L’Ucraina è la seconda meta mondiale dopo gli Stati Uniti per la maternità surrogata, che qui è legale ma può essere richiesta solo da coppie eterosessuali sposate. Ogni anno nascono tra i 2.000 e i 2.500 bambini e, secondo le ultime statistiche, attualmente nel Paese ci sono circa 800 donne incinte per conto delle coppie straniere che pagano tra i 40.000 e i 60.000 euro (la metà rispetto agli Usa). Nei primi 4 giorni di guerra Nikolai è riuscito a portare fuori da Kiev oltre 10 neonati, ma con il conflitto che prosegue sempre più aspro si può solo approfittare dei momenti di tregua per trasferire il maggior numero possibile di piccoli a Leopoli e riunirli finalmente ai loro genitori biologici.

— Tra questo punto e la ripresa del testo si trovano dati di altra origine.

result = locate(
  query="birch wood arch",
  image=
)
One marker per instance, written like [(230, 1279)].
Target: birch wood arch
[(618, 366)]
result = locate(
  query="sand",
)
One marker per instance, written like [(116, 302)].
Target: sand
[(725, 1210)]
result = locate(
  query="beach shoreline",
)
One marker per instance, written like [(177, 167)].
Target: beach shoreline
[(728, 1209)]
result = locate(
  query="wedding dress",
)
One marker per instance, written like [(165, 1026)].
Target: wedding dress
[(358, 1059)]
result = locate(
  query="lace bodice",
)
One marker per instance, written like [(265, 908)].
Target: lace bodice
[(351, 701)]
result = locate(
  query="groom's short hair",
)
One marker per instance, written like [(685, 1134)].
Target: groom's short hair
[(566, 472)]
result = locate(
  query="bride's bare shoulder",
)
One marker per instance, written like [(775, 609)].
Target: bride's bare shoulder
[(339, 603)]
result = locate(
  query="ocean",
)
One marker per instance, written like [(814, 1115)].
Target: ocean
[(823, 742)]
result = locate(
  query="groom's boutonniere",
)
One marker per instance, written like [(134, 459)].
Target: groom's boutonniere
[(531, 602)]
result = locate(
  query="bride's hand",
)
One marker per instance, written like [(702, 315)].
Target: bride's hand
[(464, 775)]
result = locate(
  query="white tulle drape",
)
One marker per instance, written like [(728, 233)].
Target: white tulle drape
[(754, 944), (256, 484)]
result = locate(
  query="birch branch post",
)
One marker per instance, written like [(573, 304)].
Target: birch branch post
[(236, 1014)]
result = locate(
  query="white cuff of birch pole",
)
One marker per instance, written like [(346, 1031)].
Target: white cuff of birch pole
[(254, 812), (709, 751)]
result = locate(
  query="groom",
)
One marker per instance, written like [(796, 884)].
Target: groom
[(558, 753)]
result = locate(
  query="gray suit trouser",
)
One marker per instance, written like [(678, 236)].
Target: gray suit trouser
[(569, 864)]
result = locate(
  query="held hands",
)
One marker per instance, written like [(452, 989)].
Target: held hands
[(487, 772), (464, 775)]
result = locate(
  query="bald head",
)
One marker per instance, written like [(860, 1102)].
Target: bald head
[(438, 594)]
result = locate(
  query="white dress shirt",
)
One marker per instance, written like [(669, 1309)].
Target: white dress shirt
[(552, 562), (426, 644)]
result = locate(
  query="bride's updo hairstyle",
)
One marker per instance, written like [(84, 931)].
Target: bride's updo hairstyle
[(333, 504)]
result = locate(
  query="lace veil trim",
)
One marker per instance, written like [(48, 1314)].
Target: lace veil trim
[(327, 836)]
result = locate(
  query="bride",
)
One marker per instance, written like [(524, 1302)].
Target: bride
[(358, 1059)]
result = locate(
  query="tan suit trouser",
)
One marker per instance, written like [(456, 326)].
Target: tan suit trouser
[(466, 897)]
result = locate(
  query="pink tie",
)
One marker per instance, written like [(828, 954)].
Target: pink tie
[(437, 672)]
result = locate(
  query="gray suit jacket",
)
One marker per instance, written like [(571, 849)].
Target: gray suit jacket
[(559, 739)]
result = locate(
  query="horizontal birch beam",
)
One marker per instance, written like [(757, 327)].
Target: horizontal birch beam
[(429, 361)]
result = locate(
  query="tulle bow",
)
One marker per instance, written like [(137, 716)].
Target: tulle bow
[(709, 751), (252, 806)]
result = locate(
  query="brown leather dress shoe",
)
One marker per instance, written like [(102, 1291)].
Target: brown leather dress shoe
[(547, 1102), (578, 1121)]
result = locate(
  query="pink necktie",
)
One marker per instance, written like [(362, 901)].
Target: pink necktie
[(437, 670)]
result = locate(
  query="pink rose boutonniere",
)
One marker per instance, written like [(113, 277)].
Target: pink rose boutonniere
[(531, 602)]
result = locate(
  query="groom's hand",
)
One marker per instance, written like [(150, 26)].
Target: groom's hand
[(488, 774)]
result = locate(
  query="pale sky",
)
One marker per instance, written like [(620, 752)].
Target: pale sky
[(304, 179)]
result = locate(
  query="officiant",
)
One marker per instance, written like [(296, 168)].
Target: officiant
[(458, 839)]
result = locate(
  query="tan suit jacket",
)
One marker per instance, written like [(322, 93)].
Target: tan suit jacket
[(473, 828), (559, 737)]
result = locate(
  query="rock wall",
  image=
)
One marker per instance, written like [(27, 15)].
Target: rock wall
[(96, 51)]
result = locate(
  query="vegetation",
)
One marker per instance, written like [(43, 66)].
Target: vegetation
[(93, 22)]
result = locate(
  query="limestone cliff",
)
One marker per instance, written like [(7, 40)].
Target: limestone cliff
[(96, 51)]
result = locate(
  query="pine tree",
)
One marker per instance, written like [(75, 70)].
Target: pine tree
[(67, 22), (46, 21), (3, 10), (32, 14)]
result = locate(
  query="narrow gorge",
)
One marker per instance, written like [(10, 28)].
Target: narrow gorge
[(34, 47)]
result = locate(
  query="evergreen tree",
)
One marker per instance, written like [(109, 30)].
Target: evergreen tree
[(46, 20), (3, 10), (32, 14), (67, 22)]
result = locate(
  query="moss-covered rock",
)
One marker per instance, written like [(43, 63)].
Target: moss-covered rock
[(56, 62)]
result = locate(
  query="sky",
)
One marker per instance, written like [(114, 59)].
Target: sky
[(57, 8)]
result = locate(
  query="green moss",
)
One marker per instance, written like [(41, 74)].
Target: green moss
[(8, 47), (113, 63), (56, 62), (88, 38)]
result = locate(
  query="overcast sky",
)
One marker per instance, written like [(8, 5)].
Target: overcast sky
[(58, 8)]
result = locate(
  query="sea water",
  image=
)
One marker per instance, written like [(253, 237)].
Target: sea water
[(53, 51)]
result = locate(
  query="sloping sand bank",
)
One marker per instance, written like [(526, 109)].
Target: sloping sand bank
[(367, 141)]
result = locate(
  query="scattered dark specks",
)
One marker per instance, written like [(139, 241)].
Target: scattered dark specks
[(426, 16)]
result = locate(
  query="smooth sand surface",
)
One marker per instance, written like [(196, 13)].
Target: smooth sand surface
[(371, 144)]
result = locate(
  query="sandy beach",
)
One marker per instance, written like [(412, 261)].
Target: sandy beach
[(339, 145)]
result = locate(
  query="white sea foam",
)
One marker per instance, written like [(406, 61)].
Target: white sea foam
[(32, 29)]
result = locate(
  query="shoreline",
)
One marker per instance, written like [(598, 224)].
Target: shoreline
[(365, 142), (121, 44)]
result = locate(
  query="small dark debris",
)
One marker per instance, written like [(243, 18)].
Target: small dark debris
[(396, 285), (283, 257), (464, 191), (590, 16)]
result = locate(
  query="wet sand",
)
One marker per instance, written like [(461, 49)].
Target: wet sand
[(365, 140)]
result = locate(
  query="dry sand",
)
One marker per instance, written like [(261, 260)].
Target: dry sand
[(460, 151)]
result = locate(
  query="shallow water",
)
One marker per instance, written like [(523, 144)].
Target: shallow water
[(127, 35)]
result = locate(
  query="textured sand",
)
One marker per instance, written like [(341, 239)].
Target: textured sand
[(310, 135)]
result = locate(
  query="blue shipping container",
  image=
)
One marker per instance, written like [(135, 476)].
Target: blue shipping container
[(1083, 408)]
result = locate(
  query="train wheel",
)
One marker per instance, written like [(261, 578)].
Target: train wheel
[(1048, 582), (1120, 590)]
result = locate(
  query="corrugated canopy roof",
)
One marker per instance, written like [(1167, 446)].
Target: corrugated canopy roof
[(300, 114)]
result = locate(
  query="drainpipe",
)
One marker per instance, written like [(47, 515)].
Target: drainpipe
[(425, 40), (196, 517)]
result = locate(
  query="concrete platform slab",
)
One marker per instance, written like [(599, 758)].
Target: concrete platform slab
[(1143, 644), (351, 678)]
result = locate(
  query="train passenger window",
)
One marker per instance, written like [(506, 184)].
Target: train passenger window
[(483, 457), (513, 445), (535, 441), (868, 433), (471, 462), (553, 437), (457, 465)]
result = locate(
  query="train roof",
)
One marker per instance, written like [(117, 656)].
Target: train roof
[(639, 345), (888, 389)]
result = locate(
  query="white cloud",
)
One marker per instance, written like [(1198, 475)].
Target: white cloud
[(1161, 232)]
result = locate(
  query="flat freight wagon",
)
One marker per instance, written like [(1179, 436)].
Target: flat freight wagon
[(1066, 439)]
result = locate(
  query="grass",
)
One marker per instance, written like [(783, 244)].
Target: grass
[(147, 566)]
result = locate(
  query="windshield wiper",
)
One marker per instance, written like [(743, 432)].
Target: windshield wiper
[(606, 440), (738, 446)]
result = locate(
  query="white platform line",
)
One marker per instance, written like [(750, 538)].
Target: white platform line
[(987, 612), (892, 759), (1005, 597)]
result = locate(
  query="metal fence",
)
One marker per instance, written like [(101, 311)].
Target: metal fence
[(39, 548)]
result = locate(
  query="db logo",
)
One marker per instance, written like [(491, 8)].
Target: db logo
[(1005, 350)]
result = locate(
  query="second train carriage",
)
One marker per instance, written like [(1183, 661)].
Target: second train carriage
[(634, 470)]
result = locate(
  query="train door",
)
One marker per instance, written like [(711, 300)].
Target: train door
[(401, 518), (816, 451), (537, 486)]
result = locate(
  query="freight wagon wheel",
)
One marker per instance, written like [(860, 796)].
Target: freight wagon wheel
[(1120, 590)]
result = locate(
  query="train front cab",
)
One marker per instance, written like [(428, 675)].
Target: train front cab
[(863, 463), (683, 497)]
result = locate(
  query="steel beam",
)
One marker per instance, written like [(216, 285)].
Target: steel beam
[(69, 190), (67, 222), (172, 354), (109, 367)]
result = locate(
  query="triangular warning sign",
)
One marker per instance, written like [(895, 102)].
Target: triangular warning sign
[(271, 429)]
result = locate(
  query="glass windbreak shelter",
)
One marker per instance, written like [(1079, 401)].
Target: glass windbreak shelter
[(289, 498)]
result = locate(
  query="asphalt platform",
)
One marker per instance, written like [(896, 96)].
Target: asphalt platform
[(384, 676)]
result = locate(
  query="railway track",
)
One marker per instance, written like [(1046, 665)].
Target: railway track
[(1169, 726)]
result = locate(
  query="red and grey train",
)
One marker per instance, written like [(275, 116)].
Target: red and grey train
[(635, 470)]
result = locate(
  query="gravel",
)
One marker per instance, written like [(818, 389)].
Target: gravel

Fino a quel momento è come se questi piccoli fossero orfani. Figli di nessuno. Non più delle donne che per 9 mesi li hanno portati in grembo, ma dopo il parto li hanno lasciati in clinica. Non ancora delle coppie che li hanno fortemente voluti, ma non possono ancora abbracciarli. Solo a Kiev,

dall’inizio della guerra, sono nati 45 bambini tramite la gestazione per altri e la maggior parte vive ancora in questo limbo. Anche legale, perché al momento non è chiaro chi siano i loro tutori né quale sia la loro cittadinanza. Secondo la legge ucraina, infatti, i genitori biologici devono venire a prendere di persona i neonati ma, prima di poterli portare fuori dal Paese, devono ritirare all’anagrafe la copia del certificato di nascita in lingua originale e il passaporto temporaneo. E gli uffici ora sono ovviamente chiusi.

«Ormai questi bimbi sono come figli per noi» mi dice Svitlana, tata di 50 anni, mentre prova a calmare il piccolo che ha in braccio. Vicino a una culla una sua collega in maglione color senape sorveglia altri due bimbi: ha gli occhi stanchi di chi non riposa da giorni, ma anche la fierezza di chi svolge il proprio lavoro con passione ed empatia. Mentre cerco di scattarle una foto senza disturbare, arriva Irina. Ha un camice fucsia e grigio e avvolge tra le braccia un bebè. Con un inglese stentato mi dice che non ha intenzione di andare via da Kiev: «Abbiamo paura, ma non possiamo abbandonare questi bambini. Resteremo qui con loro fino a quando le bombe smetteranno di esplodere. Fino a quando sarà necessario». Fino a quando sarà necessario lo dirà solo il tempo. L’odore dei neonati avvolge il sottoscala segreto governato da queste donne coraggiose. A volte trovano anche la forza per sorridere, nonostante siano stremate. Una di loro pulisce il rigurgito di un bambino col bavaglino. Un’altra prova a farne addormentare due contemporaneamente, dondolandoli uno sul ginocchio destro e l’altro sul sinistro. In lontananza vedo di nuovo Antonina, seduta su un grande materasso con una bambina sulle gambe. L’orologio alle sue spalle segna le 11 e 45. All’improvviso i bambini smettono quasi tutti di piangere e dall’esterno arriva il suono delle sirene ad annunciare un altro possibile bombardamento.